There were ways around this to a degree, though, ones identified shortly after the new CBA was negotiated and became baseball law. Essentially, since a team could spend up to five percent more than their allotted budget before incurring the loss of a future draft pick, clubs who didn't mind paying a 75 percent tax on their overages could see a little more money used towards signings. In Boston's case, with $6.884 million to play with, they actually had $7.229 million assuming they didn't mind going up to that five percent threshold.
That, plus signing college seniors within the first 10 rounds that the budget covered, in order to shift money around to bigger ticket items elsewhere, was how the Red Sox -- and others -- got around the new CBA as best as possible, in order to retain some semblance of spending freedoms past. Boston, as it was expected they would, outspent their budget. Baseball America crunched the numbers to tell us how much the Red Sox, and the rest of the league, did so by.
The Red Sox spent 4.1 percent more than allotted, or $7,167,000 total. Because of this, the third-highest overage percentage, they are being taxed an additional $211,650 dollars. All told, though, that's just $7,378,650, or, still roughly $1.5 million less than they've averaged per draft over the last five seasons. That last bump in the overage comes from signing a few post-10th selections for over $100,000 -- the money past the first $100,000 counts against the budget for the first 10 rounds, to keep teams from simply saving the big dollars for the latter portions of the draft. If not for this, you can be sure the Red Sox would have handed Carson Fulmer a competitive offer (had he even survived to that point in the draft, in this hypothetical world).
Where does the tax money go? Into a pool to be split among the clubs eligible for revenue-sharing, assuming those clubs didn't overspend their own draft budget. That leaves 12 teams: Orioles, Rays, Tigers, Indians, Athletics, Marlins, Reds, Pirates, Brewers, Rockies, Diamondbacks, and Padres. The Royals and Cardinals would both normally be eligible, but they outspent their draft budgets, by 2.5 and 3.4 percent, respectively.
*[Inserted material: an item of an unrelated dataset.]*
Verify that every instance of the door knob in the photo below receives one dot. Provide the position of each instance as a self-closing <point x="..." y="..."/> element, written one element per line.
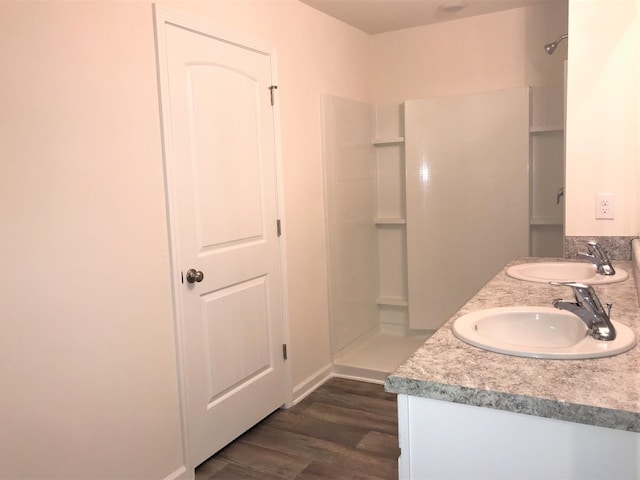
<point x="194" y="275"/>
The Cardinals, in fact, are paying the third-highest tax, at $234,668.
The new CBA limited draft spending, but only sort of, as overall spending averaged out to $6.35 million per team from 2007-2011, and was $6.14 million in 2012. Almost every team spent as much as possible, with the average percentage of budgets spent at 97 percent -- this figure would have been higher, had the Pirates not failed to sign first-round selection Mark Appel, a move that knocked them all the way down to just 49 percent spent.
Essentially, money was moved around in order to still spend on the players that teams wanted. Front offices figured out how to get what they wanted without changing much in terms of dollars for them, simply limiting what many of the mid-level draft picks received by going college senior heavy. It will take time to see what kind of effect this has, if any, on the depth within farm systems.